Culturebox

The Perils of Irony. No, Really.

Jackass is the name of a show on MTV in which a guy named Johnny Knoxville and his cohorts perform a variety of gross-out stunts and pranks. For example, in an episode that aired last month, Knoxville put on a fire-resistant outfit. This outfit was also covered with steaks. Knoxville was tossed onto a barbecue, sprayed with lighter fluid, and burned. Of course, he had the fire-resistant suit on, so he wasn’t injured. A 13-year-old boy who subsequently attempted the same thing, without the special suit, was injured and is reportedly in the hospital with severe burns on his legs.

Now Sen. Joseph Lieberman has written a public letter  to Viacom (MTV’s parent) attacking the “exploitative and degrading” show. Among other things, he complains that while there is a don’t-try-this-at-home disclaimer at the beginning of Jackass, the warning is “self-mocking and trivializes the seriousness of the stunts’ potential consequences.”

So there it is: Irony has put someone in the hospital. Its peril is made concrete.

According to a Variety story, the disclaimer MTV runs is this: “The following show features stunts performed by professionals and/or total idiots under very strict control and supervision. MTV and the producers insist that neither you nor anyone else attempt to re-create or perform anything you have seen on this show.” Apparently it’s that phrase “and/or total idiots” that sends up, and thus nullifies, the rest of the language around it. It’s a classic example of ironic distancing, a sort of disclaimer within the disclaimer.

I’m not here to revive the tired irony debate in general or to offer a particular defense for Jackass, which so far as I’ve seen is a forgettable exercise in unfunny shockism. But that’s an aesthetic judgment, not a moral one. And while it’s one thing to say that irony is a worn-out device—the Jackass disclaimer, like the rest of the show, isn’t particularly clever—it’s something else to hold it up as some kind of evidence of indifference to the physical safety of others. 

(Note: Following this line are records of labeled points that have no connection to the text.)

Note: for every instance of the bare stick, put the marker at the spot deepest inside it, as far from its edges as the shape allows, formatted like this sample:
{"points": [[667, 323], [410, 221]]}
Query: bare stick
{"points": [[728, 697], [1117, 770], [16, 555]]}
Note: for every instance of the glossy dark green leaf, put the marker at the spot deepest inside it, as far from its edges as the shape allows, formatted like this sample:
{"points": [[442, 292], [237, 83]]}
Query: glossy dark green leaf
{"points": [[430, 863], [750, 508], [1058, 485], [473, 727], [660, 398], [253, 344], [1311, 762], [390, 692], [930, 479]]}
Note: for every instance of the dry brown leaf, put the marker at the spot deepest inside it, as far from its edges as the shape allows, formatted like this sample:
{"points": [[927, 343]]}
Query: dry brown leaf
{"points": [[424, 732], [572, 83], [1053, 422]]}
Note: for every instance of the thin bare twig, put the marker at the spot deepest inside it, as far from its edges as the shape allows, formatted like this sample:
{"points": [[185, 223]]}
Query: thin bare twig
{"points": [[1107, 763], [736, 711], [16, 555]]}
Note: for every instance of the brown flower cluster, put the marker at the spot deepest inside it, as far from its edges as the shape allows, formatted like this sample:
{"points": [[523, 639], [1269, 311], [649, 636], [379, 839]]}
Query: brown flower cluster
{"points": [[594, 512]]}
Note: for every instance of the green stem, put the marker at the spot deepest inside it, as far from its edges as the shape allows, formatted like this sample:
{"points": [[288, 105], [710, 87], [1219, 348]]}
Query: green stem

Certainly it’s terrible that this young man is in the hospital. And to be fair to Sen. Lieberman, his real hope seems to be that the show will be taken off the air (which is another discussion entirely), not merely that the disclaimer will be made more solemn. But really, to the extent that a few words in that disclaimer “mock” the rest of it, isn’t that because it’s so screamingly obvious that the stunts on the show shouldn’t be replicated? It’s sort of like warning coffee drinkers that their beverage is hot: It’s hard to read such a disclaimer, however straight the wording, and not smirk or even snicker. But that’s not the fault of irony. And I mean that. Sincerely. No kidding.